Testing Podman Container Auto Update
Once you've accomplished that, try out a "dry-run"
podman auto-update --dry-run
If everything works as expected, you should see the above. Note the "UPDATED" column. If it reads "pending", there is an update available but it hasn't been applied yet. Removing the --dry-run
flag will update the container for you and restart it. When completed, the final column should now read "true".
If the container fails to start for some reason, the default behavior is for podman to rollback the container to the previously working version.
Auto Updating Podman Containers on Schedule
If you'd like your containers to auto-update themselves on a schedule, you have 2 options: the built-in systemd unit, or you can add this command to a cron
job. I'll let you discover the latter. To use the built-in systemd unit, we simply need to enable it. This unit, by default, relies on a systemd timer to run everyday at midnight and update your containers.
Enable it with:
systemctl --user enable --now podman-auto-update.service
To modify the time the unit runs or how frequently, you can edit the systemd timer files located in /usr/lib/systemd/user/podman-auto-update.timer
. Better yet, before editing the files, make a copy of them into your user's .config
directory we created earlier to ensure they aren't affected by updates!
Concluding Remarks
While Podman is billed as a "direct drop-in replacement" for Docker, there are still some steps involved on getting Podman to behave as expected on non-Red Hat based operating systems.
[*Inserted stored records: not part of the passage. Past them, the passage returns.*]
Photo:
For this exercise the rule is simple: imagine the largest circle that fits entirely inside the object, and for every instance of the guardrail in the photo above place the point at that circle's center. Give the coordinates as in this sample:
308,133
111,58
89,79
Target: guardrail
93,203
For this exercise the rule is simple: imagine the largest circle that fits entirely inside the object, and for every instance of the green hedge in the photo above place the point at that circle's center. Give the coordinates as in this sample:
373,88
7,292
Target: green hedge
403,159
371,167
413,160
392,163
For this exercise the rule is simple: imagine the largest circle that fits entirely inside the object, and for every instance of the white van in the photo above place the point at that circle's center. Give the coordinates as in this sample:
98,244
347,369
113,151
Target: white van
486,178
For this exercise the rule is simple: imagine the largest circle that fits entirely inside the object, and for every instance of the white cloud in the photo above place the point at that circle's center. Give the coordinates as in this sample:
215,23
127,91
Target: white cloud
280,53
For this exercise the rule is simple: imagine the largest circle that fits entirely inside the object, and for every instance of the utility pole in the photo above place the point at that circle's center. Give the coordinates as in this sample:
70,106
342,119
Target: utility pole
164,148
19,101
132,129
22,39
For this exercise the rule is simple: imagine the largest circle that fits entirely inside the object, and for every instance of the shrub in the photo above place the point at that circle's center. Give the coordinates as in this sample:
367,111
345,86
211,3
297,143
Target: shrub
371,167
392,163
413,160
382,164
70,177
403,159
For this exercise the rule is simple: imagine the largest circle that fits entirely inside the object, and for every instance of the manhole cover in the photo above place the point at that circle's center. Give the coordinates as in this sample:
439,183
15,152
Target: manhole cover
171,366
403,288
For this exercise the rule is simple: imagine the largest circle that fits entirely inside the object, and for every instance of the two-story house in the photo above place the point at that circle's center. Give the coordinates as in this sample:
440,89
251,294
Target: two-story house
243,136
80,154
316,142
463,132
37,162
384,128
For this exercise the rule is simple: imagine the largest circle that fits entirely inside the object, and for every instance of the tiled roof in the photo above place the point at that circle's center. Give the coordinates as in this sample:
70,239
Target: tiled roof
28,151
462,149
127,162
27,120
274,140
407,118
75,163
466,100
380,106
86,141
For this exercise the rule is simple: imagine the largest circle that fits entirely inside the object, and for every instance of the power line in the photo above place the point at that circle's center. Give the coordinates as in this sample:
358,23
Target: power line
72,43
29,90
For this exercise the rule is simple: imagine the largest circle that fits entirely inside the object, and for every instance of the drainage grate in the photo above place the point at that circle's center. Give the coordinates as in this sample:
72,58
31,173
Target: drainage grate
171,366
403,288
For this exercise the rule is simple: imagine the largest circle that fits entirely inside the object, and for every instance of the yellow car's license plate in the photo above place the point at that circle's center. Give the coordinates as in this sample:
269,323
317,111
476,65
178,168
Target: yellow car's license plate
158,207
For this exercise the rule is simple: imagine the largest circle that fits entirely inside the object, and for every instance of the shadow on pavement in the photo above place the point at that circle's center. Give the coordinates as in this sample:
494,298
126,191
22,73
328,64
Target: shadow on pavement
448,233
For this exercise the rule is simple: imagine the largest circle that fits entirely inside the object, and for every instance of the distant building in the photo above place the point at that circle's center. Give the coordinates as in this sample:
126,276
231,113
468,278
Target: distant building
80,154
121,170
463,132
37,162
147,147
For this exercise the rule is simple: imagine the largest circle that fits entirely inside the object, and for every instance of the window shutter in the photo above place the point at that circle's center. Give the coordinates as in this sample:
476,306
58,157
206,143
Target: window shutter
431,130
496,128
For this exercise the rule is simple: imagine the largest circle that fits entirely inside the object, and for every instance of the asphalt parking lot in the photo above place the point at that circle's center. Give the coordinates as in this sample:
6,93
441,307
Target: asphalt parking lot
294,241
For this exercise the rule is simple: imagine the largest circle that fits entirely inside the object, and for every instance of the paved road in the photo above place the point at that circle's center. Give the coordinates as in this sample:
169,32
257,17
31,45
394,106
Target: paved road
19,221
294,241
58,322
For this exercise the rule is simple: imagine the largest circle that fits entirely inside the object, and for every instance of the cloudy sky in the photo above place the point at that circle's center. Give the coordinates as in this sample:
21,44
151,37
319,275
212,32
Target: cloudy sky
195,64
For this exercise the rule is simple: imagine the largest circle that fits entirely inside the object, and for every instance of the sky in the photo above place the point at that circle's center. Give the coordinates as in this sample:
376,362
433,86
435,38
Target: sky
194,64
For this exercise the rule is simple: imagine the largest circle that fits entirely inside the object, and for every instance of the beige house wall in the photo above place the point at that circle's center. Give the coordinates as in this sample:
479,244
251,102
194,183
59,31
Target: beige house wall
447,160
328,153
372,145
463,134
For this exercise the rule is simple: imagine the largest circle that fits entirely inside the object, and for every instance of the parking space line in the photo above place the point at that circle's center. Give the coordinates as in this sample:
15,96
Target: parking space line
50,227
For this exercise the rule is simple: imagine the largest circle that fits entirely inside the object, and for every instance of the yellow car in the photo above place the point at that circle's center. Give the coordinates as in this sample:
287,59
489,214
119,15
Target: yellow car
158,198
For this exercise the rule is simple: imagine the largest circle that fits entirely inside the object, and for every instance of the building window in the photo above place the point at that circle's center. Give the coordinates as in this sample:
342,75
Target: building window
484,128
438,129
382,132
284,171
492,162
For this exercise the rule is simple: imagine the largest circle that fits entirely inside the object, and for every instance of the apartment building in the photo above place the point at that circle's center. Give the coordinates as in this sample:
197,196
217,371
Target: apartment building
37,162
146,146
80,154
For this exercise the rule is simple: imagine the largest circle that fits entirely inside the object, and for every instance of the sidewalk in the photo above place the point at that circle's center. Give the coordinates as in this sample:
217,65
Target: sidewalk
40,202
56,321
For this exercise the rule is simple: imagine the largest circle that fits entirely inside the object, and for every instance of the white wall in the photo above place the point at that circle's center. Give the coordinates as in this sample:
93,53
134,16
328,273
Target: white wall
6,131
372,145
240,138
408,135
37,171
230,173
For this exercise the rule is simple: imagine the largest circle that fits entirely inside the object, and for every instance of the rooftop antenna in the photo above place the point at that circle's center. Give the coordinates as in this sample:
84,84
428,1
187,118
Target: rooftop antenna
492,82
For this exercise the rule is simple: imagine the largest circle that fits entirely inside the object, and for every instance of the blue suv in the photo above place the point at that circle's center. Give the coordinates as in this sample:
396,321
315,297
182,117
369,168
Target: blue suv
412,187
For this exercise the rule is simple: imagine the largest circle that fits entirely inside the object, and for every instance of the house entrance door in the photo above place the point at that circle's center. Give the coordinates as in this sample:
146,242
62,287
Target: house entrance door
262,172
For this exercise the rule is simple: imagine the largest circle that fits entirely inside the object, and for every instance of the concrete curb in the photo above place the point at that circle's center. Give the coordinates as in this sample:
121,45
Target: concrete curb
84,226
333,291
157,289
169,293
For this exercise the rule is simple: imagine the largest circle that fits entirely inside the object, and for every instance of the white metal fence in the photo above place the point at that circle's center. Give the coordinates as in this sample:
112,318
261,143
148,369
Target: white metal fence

I know it's taken some work to get there, but hopefully this Podman How-to has taken some of the mystery out of switching from Docker to Podman.
Podman is also updated regularly (although not in Ubuntu's repos) to become more and more in parity with Docker.
Podman-compose has also come a long way and is constantly under development to act in a predictable manner while providing compatibility with docker-compose
.
These two tools took some getting used to since they are somewhat different than Docker. But as the development continues, I see Podman continuing to improve and proving easier and easier for users to migrate to. After using Podman exclusively for well over a year, I can say that it is challenging at times, but rewarding overall.
If you feel energized and want to challenge yourself, you can take our Docker Traefik guide and adapt it for Podman.
Thank you, reader, for taking the time to follow along this guide on replacing Docker with Podman. Let me know if you have any comments, suggestions, or wishes for additional posts in the comment section below! Happy hosting!